Banks accused of doubling company insolvency fees as OFT calls for reforms
Wednesday 30th June 2010An expert in company administrations has accused high street banks of self-serving behaviour when it comes to appointing insolvency practitioners to struggling businesses.
Tony Costigan, managing director of Phoenix Companies Consultancy Ltd, has revealed that fees for pre-pack administrations have almost doubled as banks insist on appointing insolvency practitioners from their own panels.
He said: “As a company we are encountering more and more cases where the debenture holders, normally the banks, are refusing to accept the directors advising Insolvency Practitioner in favour of their own Practitioners, known in the system as Panel IP’s. The effect is often serious as there is a fundamental difference in respect of the fees charged by a non-panel firm as opposed to a panel firm.”
His comments follow an announcement from the Office of Fair Trading (OFT) recommending far-reaching reforms of the corporate insolvency regulatory regime, in order to “build trust in the market and ensure that it works in the best interests of creditors and the wider economy”.
Each year, Insolvency Practitioners (IPs) in the UK realise about £5 billion worth of assets and earn approximately £1 billion in fees from corporate insolvency procedures.
An OFT market study found that while the market often works well, it may not work in the best interests of all creditors in over a third of administrations and creditors' voluntary liquidations (CVLs), procedures which together account for 75 per cent of income earned by IPs.

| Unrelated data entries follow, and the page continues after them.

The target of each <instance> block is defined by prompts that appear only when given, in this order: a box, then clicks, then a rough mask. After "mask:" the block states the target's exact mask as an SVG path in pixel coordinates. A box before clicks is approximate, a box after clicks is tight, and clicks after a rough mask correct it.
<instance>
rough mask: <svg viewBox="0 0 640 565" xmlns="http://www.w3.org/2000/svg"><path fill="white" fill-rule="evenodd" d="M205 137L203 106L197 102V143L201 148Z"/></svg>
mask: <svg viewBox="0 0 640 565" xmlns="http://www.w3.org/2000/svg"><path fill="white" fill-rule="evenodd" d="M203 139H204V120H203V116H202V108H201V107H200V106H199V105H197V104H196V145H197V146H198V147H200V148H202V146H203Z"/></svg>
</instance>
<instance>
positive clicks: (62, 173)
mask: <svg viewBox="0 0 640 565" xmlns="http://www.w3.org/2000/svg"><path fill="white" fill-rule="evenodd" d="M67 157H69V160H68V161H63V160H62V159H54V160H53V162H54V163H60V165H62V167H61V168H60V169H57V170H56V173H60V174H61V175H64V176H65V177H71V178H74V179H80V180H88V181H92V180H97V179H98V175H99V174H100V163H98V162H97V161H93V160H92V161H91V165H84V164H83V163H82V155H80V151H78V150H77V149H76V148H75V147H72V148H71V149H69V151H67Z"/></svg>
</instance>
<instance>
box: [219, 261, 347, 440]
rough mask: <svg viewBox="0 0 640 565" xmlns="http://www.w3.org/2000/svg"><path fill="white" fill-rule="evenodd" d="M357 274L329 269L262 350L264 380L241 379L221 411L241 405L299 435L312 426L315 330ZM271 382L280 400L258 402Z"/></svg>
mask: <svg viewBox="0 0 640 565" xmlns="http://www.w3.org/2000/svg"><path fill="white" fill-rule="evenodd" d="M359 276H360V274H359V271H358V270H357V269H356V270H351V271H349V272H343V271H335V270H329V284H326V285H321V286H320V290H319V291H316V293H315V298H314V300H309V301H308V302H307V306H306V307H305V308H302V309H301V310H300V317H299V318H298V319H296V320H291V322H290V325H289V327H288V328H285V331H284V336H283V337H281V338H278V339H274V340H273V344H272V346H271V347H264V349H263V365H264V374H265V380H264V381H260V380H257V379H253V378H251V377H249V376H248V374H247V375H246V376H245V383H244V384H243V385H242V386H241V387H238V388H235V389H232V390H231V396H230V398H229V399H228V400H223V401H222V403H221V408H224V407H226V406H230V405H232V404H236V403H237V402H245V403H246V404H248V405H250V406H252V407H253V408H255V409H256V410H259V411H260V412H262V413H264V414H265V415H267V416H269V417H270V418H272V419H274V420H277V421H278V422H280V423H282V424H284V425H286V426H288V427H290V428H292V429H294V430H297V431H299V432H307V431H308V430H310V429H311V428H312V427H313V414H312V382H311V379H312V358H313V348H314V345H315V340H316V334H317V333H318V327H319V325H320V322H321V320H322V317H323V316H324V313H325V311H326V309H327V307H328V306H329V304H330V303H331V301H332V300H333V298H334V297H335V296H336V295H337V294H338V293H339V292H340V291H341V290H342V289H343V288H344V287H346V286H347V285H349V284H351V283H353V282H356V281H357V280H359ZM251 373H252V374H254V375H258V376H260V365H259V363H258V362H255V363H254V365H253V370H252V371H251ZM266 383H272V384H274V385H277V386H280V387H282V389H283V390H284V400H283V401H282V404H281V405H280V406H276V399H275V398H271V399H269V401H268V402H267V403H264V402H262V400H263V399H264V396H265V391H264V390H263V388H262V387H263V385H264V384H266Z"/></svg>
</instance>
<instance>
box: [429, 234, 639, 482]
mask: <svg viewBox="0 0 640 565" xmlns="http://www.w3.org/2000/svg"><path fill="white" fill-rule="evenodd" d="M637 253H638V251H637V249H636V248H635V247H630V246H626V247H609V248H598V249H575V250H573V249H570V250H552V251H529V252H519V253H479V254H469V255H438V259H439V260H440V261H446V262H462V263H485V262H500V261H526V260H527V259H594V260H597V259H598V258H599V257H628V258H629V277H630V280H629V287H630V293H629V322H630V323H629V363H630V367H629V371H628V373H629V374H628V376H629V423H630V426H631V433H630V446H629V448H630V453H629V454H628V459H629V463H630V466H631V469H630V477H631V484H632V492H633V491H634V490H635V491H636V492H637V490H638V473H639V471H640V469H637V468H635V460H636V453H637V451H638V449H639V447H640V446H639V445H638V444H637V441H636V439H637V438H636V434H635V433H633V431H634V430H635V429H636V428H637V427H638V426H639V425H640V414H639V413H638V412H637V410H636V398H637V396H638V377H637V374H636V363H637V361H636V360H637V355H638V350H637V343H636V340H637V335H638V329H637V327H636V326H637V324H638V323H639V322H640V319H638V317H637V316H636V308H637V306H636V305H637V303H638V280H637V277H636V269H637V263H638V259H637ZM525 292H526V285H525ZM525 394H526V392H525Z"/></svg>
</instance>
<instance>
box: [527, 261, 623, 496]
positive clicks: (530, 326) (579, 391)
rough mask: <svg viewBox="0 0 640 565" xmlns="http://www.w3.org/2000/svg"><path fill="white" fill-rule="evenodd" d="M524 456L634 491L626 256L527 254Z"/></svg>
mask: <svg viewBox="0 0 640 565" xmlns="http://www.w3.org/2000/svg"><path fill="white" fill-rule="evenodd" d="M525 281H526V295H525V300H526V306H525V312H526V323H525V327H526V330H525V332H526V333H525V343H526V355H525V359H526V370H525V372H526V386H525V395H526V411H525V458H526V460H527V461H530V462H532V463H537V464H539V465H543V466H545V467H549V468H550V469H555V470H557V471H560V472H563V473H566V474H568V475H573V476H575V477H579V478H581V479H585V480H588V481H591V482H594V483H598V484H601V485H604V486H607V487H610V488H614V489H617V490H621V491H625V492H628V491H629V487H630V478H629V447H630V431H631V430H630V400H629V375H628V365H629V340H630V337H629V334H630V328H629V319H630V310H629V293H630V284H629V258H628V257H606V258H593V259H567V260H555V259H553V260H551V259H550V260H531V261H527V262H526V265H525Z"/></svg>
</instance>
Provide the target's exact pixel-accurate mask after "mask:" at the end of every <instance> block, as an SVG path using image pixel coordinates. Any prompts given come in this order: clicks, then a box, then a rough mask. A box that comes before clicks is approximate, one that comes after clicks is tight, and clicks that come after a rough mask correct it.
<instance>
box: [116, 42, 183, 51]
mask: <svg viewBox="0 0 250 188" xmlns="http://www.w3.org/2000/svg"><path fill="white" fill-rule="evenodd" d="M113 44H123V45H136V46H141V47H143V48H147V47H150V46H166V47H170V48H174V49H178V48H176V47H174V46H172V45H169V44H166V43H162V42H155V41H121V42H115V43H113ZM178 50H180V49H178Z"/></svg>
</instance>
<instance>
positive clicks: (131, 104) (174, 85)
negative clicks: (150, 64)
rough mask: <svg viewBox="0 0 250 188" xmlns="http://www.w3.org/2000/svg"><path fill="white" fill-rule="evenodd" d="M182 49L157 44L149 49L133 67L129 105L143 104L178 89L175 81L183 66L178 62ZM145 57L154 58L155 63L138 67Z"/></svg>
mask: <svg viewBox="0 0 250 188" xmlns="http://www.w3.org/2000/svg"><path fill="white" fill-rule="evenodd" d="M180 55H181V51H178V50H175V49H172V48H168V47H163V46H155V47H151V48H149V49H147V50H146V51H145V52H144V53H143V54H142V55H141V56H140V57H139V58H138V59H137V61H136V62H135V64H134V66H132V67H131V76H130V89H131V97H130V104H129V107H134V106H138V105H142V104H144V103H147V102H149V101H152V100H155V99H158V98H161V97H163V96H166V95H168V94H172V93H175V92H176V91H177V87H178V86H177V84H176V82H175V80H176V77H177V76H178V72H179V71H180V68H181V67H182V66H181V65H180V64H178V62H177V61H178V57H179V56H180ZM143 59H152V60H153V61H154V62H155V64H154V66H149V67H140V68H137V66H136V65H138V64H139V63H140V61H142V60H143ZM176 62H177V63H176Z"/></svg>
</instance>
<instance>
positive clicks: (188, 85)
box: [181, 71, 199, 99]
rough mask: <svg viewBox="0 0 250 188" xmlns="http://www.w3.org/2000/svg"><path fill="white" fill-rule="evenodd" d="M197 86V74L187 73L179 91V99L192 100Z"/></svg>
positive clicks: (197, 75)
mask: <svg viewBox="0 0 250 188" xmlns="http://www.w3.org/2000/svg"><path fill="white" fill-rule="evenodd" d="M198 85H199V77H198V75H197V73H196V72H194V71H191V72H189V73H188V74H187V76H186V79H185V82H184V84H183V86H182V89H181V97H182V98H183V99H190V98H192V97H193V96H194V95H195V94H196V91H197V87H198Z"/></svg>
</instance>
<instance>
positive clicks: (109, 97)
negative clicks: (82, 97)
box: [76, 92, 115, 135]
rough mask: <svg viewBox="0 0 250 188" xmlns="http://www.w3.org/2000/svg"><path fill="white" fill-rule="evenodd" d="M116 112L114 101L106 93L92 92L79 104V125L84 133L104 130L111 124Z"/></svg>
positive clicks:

Notably, the OFT found that secured creditors such as banks, who in effect appoint IPs, have a strong incentive to control fees and direct the activities of IPs in the 63 per cent of cases where there are insufficient funds for secured creditors to recover all their debts
Mr Costigan backed this up, saying: “The banks seem to have an unwritten rule whereby any company that owes them in excess of £200,000 they want to use their own Panel firms as they perceive this as a risk worth protecting. In cases where directors do not stand up for their chosen exit route they are often at the mercy of the panel firm’s who they have had no previous relationship with, and certainly have not worked with them for the weeks leading up to the final decision. Ultimately they lose control and it costs them extra fees.”
Citing a recent case study, he told of a director he had seen who had spent his own money on valuations and accountancy fees and had his advising IP rejected by a High Street bank as they wanted to use their own firm who, during negotiations with the director, refused to accept a fixed fee for handling the case.
However, the director was at an advantage as he had agreed a fixed fee with a non panel firm as he wanted to be sure that he could in fact afford to purchase the company back via a pre pack admin, covering all professional fees, namely, the Practitioner and the solicitors.
Mr Costigan said that in worst case scenarios, a director’s Personal Guarantee can be called, which causes further financial distress on the individual and their family.
In another case, a panel insolvency firm sent 2 senior partners and 1 senior member of staff from Birmingham to London to try to persuade the director to accept them as IP’s. The director consulted with his own solicitors and, having heard the director’s position, the solicitors wrote to the bank suggesting that if the bank refused to accept the directors proposed exit route, any call on the directors Personal Guarantee would be challenged in the Court.
On this occasion the bank accepted the director’s proposals resulting in the pre pack completing with all fixed fees paid by the new company.
The OFT has recommended fundamental changes to the regulatory system to deter Insolvency Practitioners from any sharp practices. These include an industry-funded independent complaints handling body with broad powers to review IP fees and actions, impose fines, and return overcharged fees to creditors and streamlining the currently inefficient way in which the regulatory regime makes decisions.
There are also plans to reform of the regulatory system by repositioning the Insolvency Service (IS) as the dedicated oversight regulator of the Recognised Professional Bodies (RPBs) and withdrawing its role as a direct regulator of IPs.
Mr Costigan added: “It would appear from the OFT’s recommendations on reform that the Panel IP firms should become more accountable for their actions and their costs. Hopefully this will result in the use of less expensive means of dealing with the insolvent companies, as there is no excuse for Panel Firms to charge what would appear to be extortionate fees when non panel firms can deliver the same service at less cost.
“Further, there is no reason why Panel Firms should use the most expensive law firms available, again, this is using up surplus funds which could be passed on to the creditors, resulting in a better return for the creditors, preserving jobs and allowing the new company to continue and thrive.”
The OFT has offered to assist the Department for Business, Innovation and Skills, and the Insolvency Service in taking forward its recommendations.